The second exercise in "Statistical Independence in Probability, Analysis and Number Theory," by Mark Kac is to prove that $$ {\sin x\over x}=\prod_{k=1}^{\infty}\frac13\left(1+2\cos{2x\over3^k}\right)\tag{1} $$ and generalize it. This is a generalization of Vieta's formula $$ {\sin x\over x}=\prod_{k=1}^{\infty}\cos{x\over 2^k}\tag{2} $$ which is proved in the text.

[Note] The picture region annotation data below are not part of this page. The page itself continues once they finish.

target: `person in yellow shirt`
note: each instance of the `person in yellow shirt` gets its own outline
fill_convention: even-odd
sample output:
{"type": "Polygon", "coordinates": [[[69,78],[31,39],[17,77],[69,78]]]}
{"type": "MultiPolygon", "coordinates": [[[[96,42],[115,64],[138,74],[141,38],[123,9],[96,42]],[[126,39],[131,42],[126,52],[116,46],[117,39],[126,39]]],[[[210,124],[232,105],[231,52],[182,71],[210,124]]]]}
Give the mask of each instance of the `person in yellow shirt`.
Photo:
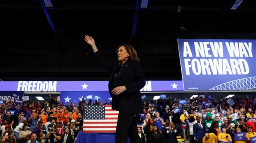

It's not hard to prove $(1)$. You just write $\sin x = \sin({x\over3}+{2x\over3})$ and plug away, but I'm having trouble seeing what the generalization is supposed to be. The only thing I've been able to come up with for the next case is $$ {\sin x\over x}=\prod_{k=1}^{\infty} \frac12\left(\cos{x\over4^k}+\cos{3x\over4^k}\right)\tag{3} $$ Again, this isn't hard to prove, but I'm having trouble seeing a pattern in $(1),\ (2),\ \text{and } (3).$ To derive $(3)$ I used the triple angle formula for cosine, and it seems to me that as you go forward you'll need multiple angle formulas for increasing large multiples, so I foresee a lot of complication.
Can you see a formula for the $n=4$ case that is more clearly a generalization of $(1)$ than $(3)$ is? Or do you know what generalization Kac had in mind? I'm assuming that he intends for you to come up with a formula for general $n$.